Greg Hackney won wire-to-wire in 2018. He caught what ended up being the second-biggest bag of the tournament on Day 1 – 16 pounds, 3 ounces – and followed with 11-15, 12-14 and 7-5. His winning margin was almost five pounds over second-place Gerald Swindle, who finished with 43-11. Hackney also finished 5th in 2015, but he was 45th in 2013.

In comparison to most of the other Elite Series anglers who’ve been here three times, Swindle is the picture of consistency on the Sabine – 2nd in 2018, 24th in 2015 and 43rd in 2013. However, there’s nothing Swindle can point to as the reason for his solid track record here, and he thinks it’s fishing tougher than ever this year.

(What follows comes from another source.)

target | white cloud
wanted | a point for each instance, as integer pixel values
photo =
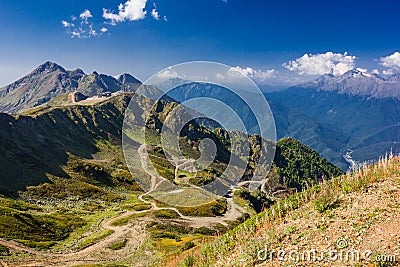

“Crapshoot is right,” Swindle said. “You’re not patterning size. You’re just trying to get a bite. This is the smallest fishing tournament in my Bassmaster history. It’s fishing tiny, tiny, tiny, tiny. There’s a whole lot of water here, just not much water with fish in it. I think 11 pounds a day (average) will win this, hands down.”

John Crews has been the most consistent Elite Series angler who has fished all three Sabine River events. Crews was 6th in 2018 and 2015 and 26th in 2013.

“I like tidal fisheries, and I like Texas and Louisiana waters,” Crews said. “I haven’t found anything with the quality of the last three times we’ve been here. But I’ve caught five keepers every day in practice, so I should be able to do that in the tournament.”

The minimum length limit for largemouth bass in the Sabine River is 12 inches. 

“I just don’t think you can get bit in as many places this time,” Crews said. “I think the fish are in an odd post-spawn funk. I didn’t foresee this happening.”

Palaniuk said he’d found two productive places in practice, but they’re over an hour apart. He plans to explore the best one on Day 1 and the other on Day 2. He was hoping for an early takeoff number. That bears watching Thursday. The first guys out may have an advantage. However, Palaniuk is in the third flight, boat number 54 in the 98-boat field.

“Hopefully, nobody else found my 75-yard stretch where I can get bit,” Palaniuk said.

Seth Feider said he’s found only one spot where he can catch a bass. He’s in the first flight, boat No. 2, so he should be able to stake a claim there. However, a waiting game begins upon his arrival.

“Then I have to wait for three hours,” Feider said of this tidal influenced fishery. “They don’t bite until 10:30. I think I’ve got it to myself. I could have a really good tournament if I do.”

So, yeah, it’s a crapshoot.

“I’ve never really considered day drinking until four days of practice on the Sabine River,” Swindle said with a laugh.